Musculoskeletal system
  • Osteoarthritis

  • – Often seen in this population of patients

  • – Careful evaluation of pain when lying flat and padding of pressure point are essential. If unable to lie flat, treatment of arthritic pain may be necessary.

Hematologic system

Assessment of bleeding/clotting disorders is necessary, and any anticoagulation or antiplatelet medications that the patient is taking, and discussion with the surgeon and possibly the patient’s cardiologist or primary care provider may be necessary to assess the risk/benefit of a patient taking these medications throughout the perioperative period.
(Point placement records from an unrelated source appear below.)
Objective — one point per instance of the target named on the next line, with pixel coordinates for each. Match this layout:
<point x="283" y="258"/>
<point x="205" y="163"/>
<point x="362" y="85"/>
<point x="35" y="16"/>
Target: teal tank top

4. What are the patient's medications and how should they be managed in the perioperative period?

In general, a patient’s medications must be elicited at the time of taking an H&P and the anesthesiologist must be made aware of any medications that may interview or react with certain anesthetics. Due to the extensive nature of this list, the specific medications taken in this population for their underlying glaucoma will be discussed.

h. Are there medications commonly seen in patients undergoing this procedure and for which should there be greater concern?

Glaucoma medications


  • Nonselective beta-blocking agent administered topically as drops to the eye

  • Systemic absorption:

  • – May result in bronchospasm or acute exacerbation of asthma

  • – May result in bradycardia which is resistant to atropine

  • – Worsening of congestive heart failure

  • – Possible worsening of myasthenia gravis


  • Specific beta-1 blocker

  • Reported to have minimal systemic side effects compared to timolol

  • Avoid in sinus bradycardia, heart block, and CHF

Echothiophate (phospholine iodide)

  • Long-acting acetylcholinesterase inhibitor

  • Reported to prolong succinylcholine’s action for up to 3-6 weeks (up to 7 in some cases) after discontinuation of drug

  • Likely will see prolonged apnea after normal dosage of succinylcholine, and in some cases, may be advisable to discontinue drug prior to surgery 3-4 weeks prior to surgery (discussion with patient’s ophthalmologist is essential)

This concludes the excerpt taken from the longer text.